羅城這才恍然,難怪攝政王會隨長公主殿下親臨北疆。

  原來是這般關係!

  他立刻壓下心中驚濤,再次抱拳,聲音洪亮,充滿了真誠的祝福:「末將……恭賀殿下與駙馬爺喜結連理,永結同心!此乃我大昭之福!」

  「多謝羅將軍吉言。」

  李昭月和顧之栩相視一笑,眼中情意綿綿。

  李昭月收斂笑容,正色道:「出徵事宜,還需羅將軍多多費心籌劃。不過,此次徵討北狄,本宮……打算親自掛帥。」

  羅城聞言,下意識地就想勸阻——千金之子坐不垂堂。

  何況是尊貴的長公主、未來的攝政王妃?

  但話到嘴邊,他又咽了回去。

  他想起了十年前,那個身著銀甲、手持長槍、如同戰神般衝鋒在前的少女統帥;

  想起了她帶領北疆軍,以少勝多、以弱勝強,打得北狄聞風喪膽的赫赫威名。

  如今的她,氣勢更盛,目光更厲,那份久經沙場的殺伐決斷,甚至比當年更甚。

  阻攔她,或許反而是對她能力的不信任,對她決心的輕慢。

  最終,他再次抱拳,斬釘截鐵,聲音裡充滿了信任與追隨:「殿下武功謀略,冠絕三軍!末將……願為殿下效勞,鞍前馬後,共同為我大昭,開拓這萬世不易之太平盛世!」

  ***

  從軍務大營離開時,已是日上中天。

  簡單用了些午膳,李昭月心中記掛,再次前往主帥營帳探望李寒鬱。

  他依舊靜靜地躺在那裡,呼吸平穩,卻絲毫沒有甦醒的跡象。

  令李昭月微微蹙眉的是,顧臨安竟然還在帳內守著,姿勢幾乎與清晨時別無二致,仿佛一尊凝固的雕塑。

  身為北疆副將,軍中事務繁重,尤其是在羅城接掌主帥權責、整軍備戰的當下,他豈能一直在此「擅離職守」?

  即便關心將軍安危,也該分個輕重緩急。

  李昭月心中升起一絲疑慮,但又想到或許是他與李寒鬱感情深厚,一時難以接受,便暫且壓下,沒有進去打擾,轉身去尋顧之栩。

  她也覺得人生能得這樣一位摯友,是十分難能可貴的。

  將情況與顧之栩說了,顧之栩聽後,臉上露出一抹瞭然的無奈,輕輕嘆了口氣:「我去與他說說。」

  不久後,顧臨安果然跟著顧之栩從主帥營帳走了出來。

  只是他的模樣,讓等在帳外的李昭月吃了一驚。

  先前營帳內光線昏暗,她並未細看。

  此刻在明亮的日光下,只見顧臨安面色憔悴不堪,眼下一片濃重的青黑,嘴唇乾裂,下巴和腮邊冒出了不少胡茬,頭髮也有些蓬亂。
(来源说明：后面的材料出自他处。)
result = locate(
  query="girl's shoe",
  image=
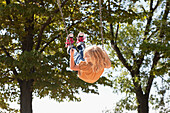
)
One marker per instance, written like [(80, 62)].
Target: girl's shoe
[(69, 40)]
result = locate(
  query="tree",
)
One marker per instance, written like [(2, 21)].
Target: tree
[(139, 34), (32, 54)]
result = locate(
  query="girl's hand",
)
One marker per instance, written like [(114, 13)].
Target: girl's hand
[(72, 51)]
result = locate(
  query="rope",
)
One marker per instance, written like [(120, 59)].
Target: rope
[(58, 2), (101, 26)]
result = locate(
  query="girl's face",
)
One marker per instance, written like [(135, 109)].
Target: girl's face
[(87, 57)]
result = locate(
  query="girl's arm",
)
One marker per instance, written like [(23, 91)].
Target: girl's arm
[(107, 60), (72, 64)]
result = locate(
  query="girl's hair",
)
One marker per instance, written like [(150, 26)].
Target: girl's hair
[(97, 57)]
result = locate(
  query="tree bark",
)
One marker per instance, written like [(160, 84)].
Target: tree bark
[(26, 96), (143, 106)]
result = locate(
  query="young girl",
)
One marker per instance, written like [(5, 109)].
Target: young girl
[(89, 62)]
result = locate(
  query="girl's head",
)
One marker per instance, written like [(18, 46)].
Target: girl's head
[(95, 55)]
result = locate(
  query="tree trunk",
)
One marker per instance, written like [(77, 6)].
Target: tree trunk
[(143, 106), (26, 96)]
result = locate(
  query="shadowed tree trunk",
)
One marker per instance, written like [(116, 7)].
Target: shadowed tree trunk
[(26, 96)]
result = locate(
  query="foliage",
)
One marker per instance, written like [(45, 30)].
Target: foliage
[(32, 48)]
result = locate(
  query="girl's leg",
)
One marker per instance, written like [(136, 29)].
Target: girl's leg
[(81, 48)]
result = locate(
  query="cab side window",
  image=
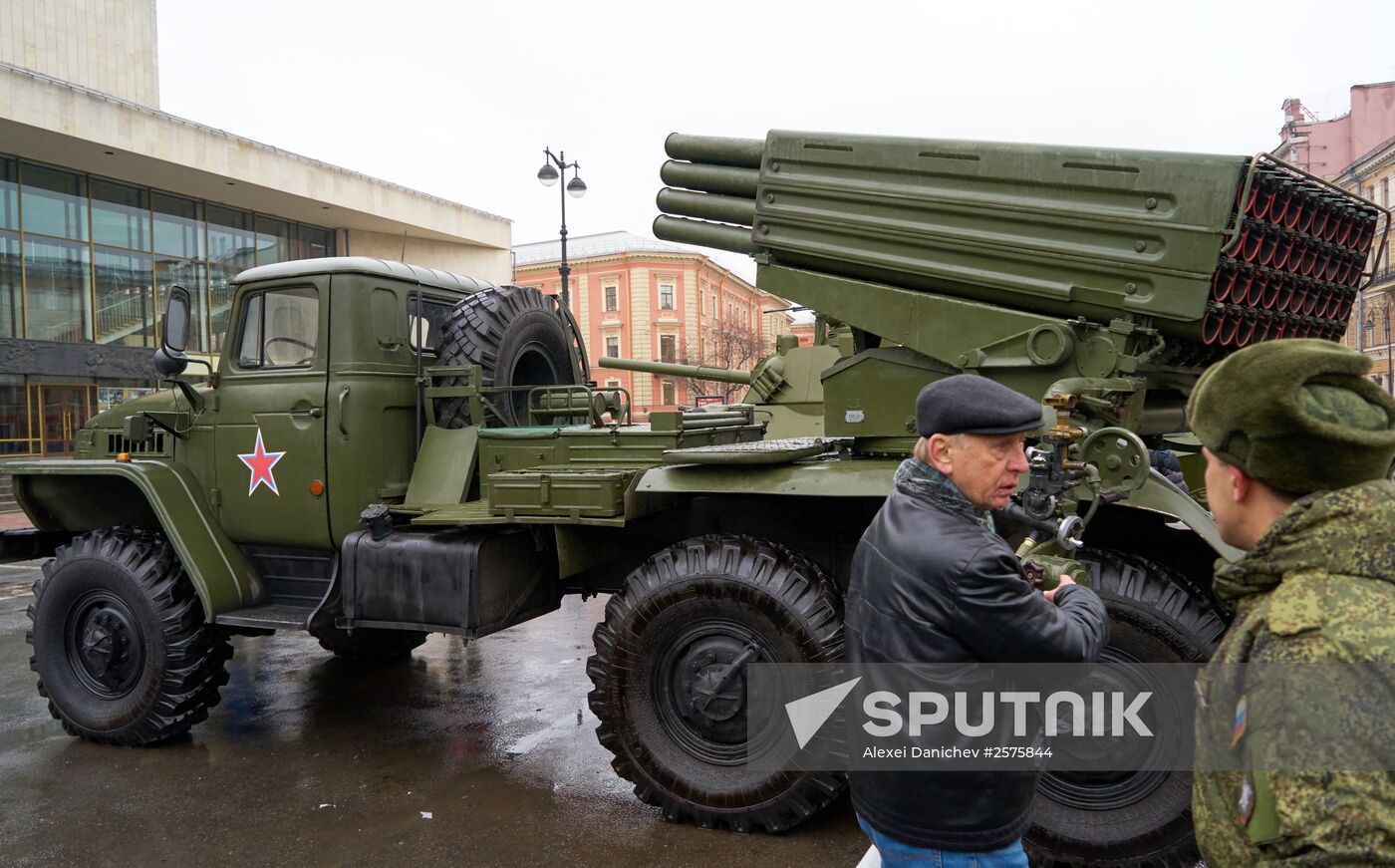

  整個人像是熬了幾天幾夜,又像是經歷了一場大病,與平日那個冷峻英挺、一絲不苟的顧副將判若兩人。

  「怎麼搞成這副樣子?」李昭月不由關切地問道,「可是身體不適?」

  顧臨安微微低下頭,避開她探究的目光,聲音帶著明顯的疲憊和沙啞,含糊道:「回殿下,末將……只是這兩日沒休息好,有些乏了。睡一覺便好,無礙。」

  李昭月見他神色躲閃,不欲多言,便也不再追問,點點頭,轉而吩咐正事:「你去好好休息吧。醒了之後,便去尋羅將軍。」

  「本宮已將主帥軍權暫時交予羅將軍,統籌出徵事宜。你身為副將,當全力配合,與他商議具體進軍方略、兵力調配等事。北狄,我們這次是打定了!」

  顧臨安聞言,眼中閃過一絲微不可察的瞭然,似乎對此早有預料。

  他抱拳應道:「是,殿下。末將明白了。末將先行告退。」

  看著顧臨安拖著沉重步伐離開的背影,那背影在秋日的陽光下,竟透出一股說不出的孤寂與蕭索。

  李昭月心頭那點異樣的感覺越發明顯。

  她總覺得哪裡不對勁,卻又抓不住頭緒。

  顧之栩站在她身旁,目光複雜地望了一眼弟弟遠去的方向,又看了看眉宇間帶著困惑的李昭月。

  最終只是幾不可聞地、深深地嘆了口氣,將翻湧的思緒盡數壓下。

  他牽起李昭月的手,語氣恢復了平日的溫和:「走吧,月兒,你近日舟車勞頓,去了軍醫處就該回去休息了。」

  ***

  接下來的幾日,便在緊張而有序的備戰中度過。

  李昭月在等待京城旨意的同時,又給西郡容家去了一封密信,要求他們儘快再籌措、運送一大批藥材至北疆。

  所列清單上,多為金瘡藥、止血散、繃帶以及治療凍傷、風寒的藥品,數量驚人。

  容家接到信後,雖未明言,但看著那長長的清單和緊迫的要求,家主容傲風心中已隱隱有了猜測。

  不敢怠慢,立刻動用家族全部力量,甚至聯絡了交好的商路,開始全力籌集。

  軍營之中,李寒熙和林芊芊成了最忙碌的人。

  李寒熙除了定時為李寒鬱施針用藥,穩定傷勢,促其甦醒,大部分時間都泡在了軍醫營。

  他與林芊芊聯手,將藥王谷的部分精要醫術與軍中常見的創傷處理、疫病防治相結合,對軍醫們進行了一場近乎苛刻的「特訓」。

  從辨識藥材、調配藥方,到複雜外傷的清創縫合、斷骨固定,再到應對可能出現的疫病和凍傷。

  李寒熙講解精闢,林芊芊實操演示,兩人配合無間,硬是在短短幾天內,將北疆軍醫營的整體救治水平,向上拔高了一大截。

  軍醫們最初叫苦不迭,也算徹底見識了天下醫者嚮往的藥王谷,是怎麼教養弟子的。

  他們還只是臨時被拉著學習,這要是在藥王谷系統的學習,肯定是吃不消的。

  但眼見著那些原本可能殘廢甚至喪命的傷員,在新的治療方法下迅速好轉,無不心悅誠服,學得愈發認真。

  整個北疆大營,如同一架被上緊了發條的巨大戰爭機器,開始高速運轉。

  操練的號子聲、兵刃撞擊聲、馬蹄奔騰聲,從清晨響徹到日暮。